A versatilidade de Ibañez surge como um recurso valioso para Ancelotti. Capaz de atuar tanto pelo lado direito quanto pelo esquerdo da defesa, e também como lateral se necessário, o jogador oferece opções táticas cruciais.

Veja como foi Brasil 2 x 1 Egito
Após a partida contra o Egito, a sensação que ficou é que Ibañez aproveitou bem sua chance como titular.
"Cara, é sempre bom jogar, né? Eu tenho essa versatilidade de jogar na direita, na esquerda, na zaga. Então acredito que hoje eu mostrei o que eu já tinha falado, que o que o professor Ancelotti precisasse eu estaria pronto para ajudar", disse o defensor da Seleção Brasileira na zona mista do Huntington Bank Field.
"Acredito que todo mundo dentro do grupo tem algo a demonstrar, tem algo a dar de melhor dentro do campo e é isso que conta para a gente", acrescentou Ibañez.
A experiência de Danilo na balança
Mas a experiência e a liderança de Danilo podem falar mais alto em uma disputa direta pela titularidade, mesmo que ele não venha atuando como lateral há um bom tempo — desde a época de Juventus. O retorno ao setor aconteceu justamente no aperto da partida contra o Egito, e Danilo encarou o desafio com naturalidade.
"Me senti bem, tranquilo. O futebol não tem muito segredo na maioria das vezes", ponderou Danilo após o amistoso.

A transição definitiva de Danilo da lateral-direita para o miolo de zaga consolidou-se a partir da temporada 2022/23 na Juventus, sob o comando de Massimiliano Allegri, que passou a utilizá-lo de forma fixa como zagueiro em uma linha de três defensores.

Quando retornou ao futebol brasileiro para defender o Flamengo, o veterano também foi contratado para atuar como zagueiro, função que vem desempenhando rotineiramente seja sob o comando de Filipe Luís, seja sob o de Leonardo Jardim. Suas raras aparições como lateral ocorreram quase que exclusivamente vestindo a camisa da Seleção.

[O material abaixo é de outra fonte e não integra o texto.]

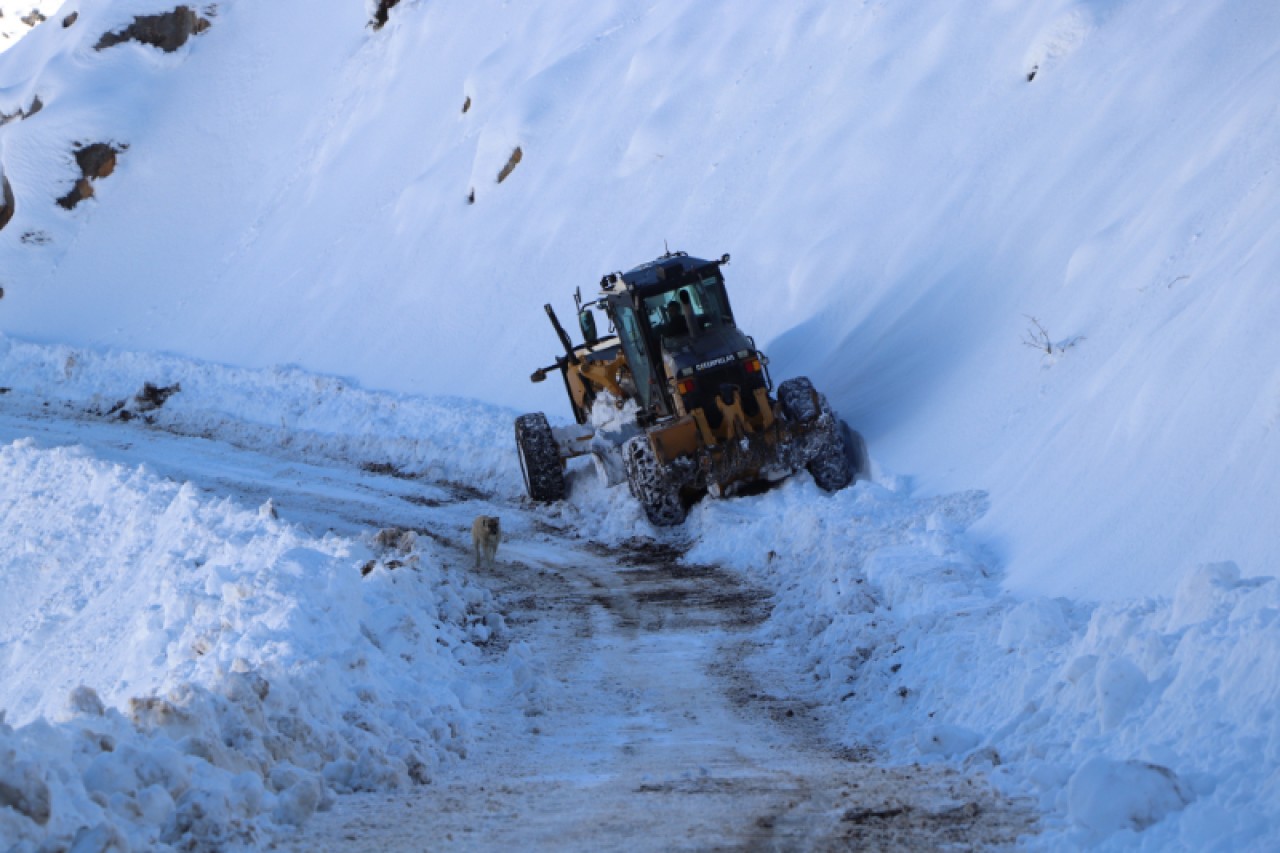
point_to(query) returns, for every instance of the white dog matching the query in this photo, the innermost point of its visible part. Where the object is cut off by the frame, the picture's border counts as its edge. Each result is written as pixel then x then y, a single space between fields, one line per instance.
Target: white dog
pixel 485 536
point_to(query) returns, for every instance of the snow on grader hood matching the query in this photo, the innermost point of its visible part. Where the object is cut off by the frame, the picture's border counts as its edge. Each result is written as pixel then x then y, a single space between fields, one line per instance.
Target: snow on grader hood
pixel 677 400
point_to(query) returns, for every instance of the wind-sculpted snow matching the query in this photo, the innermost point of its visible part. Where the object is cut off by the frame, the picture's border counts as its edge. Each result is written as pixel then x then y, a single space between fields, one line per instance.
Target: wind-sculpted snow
pixel 182 670
pixel 1144 724
pixel 910 191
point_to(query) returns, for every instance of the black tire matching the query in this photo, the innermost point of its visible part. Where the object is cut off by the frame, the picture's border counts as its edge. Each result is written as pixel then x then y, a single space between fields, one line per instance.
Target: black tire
pixel 539 457
pixel 799 400
pixel 661 502
pixel 830 465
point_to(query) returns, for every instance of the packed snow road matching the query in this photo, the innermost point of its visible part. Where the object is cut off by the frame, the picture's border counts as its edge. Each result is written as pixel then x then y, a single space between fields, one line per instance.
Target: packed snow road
pixel 654 721
pixel 625 701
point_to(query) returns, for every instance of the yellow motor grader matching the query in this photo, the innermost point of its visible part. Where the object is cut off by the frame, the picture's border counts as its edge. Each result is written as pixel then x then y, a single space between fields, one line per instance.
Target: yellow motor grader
pixel 677 398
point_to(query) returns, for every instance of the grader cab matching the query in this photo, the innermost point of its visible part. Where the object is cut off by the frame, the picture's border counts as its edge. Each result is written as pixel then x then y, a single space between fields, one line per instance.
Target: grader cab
pixel 676 398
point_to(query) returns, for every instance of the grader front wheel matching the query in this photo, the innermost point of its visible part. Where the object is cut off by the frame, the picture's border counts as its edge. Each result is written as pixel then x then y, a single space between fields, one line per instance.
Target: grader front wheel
pixel 539 457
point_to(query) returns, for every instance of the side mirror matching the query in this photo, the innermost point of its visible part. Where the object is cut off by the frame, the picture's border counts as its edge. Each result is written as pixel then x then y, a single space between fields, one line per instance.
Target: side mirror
pixel 586 322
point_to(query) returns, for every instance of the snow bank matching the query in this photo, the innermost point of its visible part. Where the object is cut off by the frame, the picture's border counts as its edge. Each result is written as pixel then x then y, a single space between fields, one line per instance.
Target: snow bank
pixel 1146 724
pixel 906 190
pixel 280 409
pixel 184 671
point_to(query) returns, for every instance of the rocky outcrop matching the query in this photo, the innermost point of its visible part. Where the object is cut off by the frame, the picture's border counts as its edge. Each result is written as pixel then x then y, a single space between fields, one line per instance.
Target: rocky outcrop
pixel 382 12
pixel 7 203
pixel 95 162
pixel 167 31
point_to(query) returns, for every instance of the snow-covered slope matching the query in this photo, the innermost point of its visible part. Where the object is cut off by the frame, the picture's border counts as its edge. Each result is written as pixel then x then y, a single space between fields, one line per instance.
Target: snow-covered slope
pixel 905 208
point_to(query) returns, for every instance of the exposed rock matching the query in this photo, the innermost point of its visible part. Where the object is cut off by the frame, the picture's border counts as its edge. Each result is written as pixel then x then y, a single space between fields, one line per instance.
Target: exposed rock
pixel 167 31
pixel 382 12
pixel 7 203
pixel 81 191
pixel 96 160
pixel 516 156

O declínio dos laterais no futebol brasileiro
A escassez de referências no setor transformou a lateral direita da Seleção Brasileira em um reflexo de uma crise velada, evidenciada pelo fato de o país precisar recorrer a um zagueiro improvisado e a um lateral que virou zagueiro em plena Copa do Mundo.
Esse declínio fica nítido ao traçarmos um paralelo com o passado recente: desde o pentacampeonato em 2002, quando o Brasil contava com a genialidade de Cafu (que também capitaneou o time em 2006) e a histórica reserva de Belletti, a posição sofreu uma drástica mudança de patamar técnico.

Nos mundiais de 2010 e 2014, a vaga foi preenchida pela potência de Maicon e pelo auge de Daniel Alves, que ainda retornaria como o veterano da posição em 2022 após o torneio de 2018 ter sido disputado por Fagner e pelo próprio Danilo — que na época ainda era lateral de ofício.
A necessidade atual de improvisar defensores em 2026 expõe o abismo técnico entre a era dos alas mais dominantes do planeta e a atual realidade de pura subsistência tática.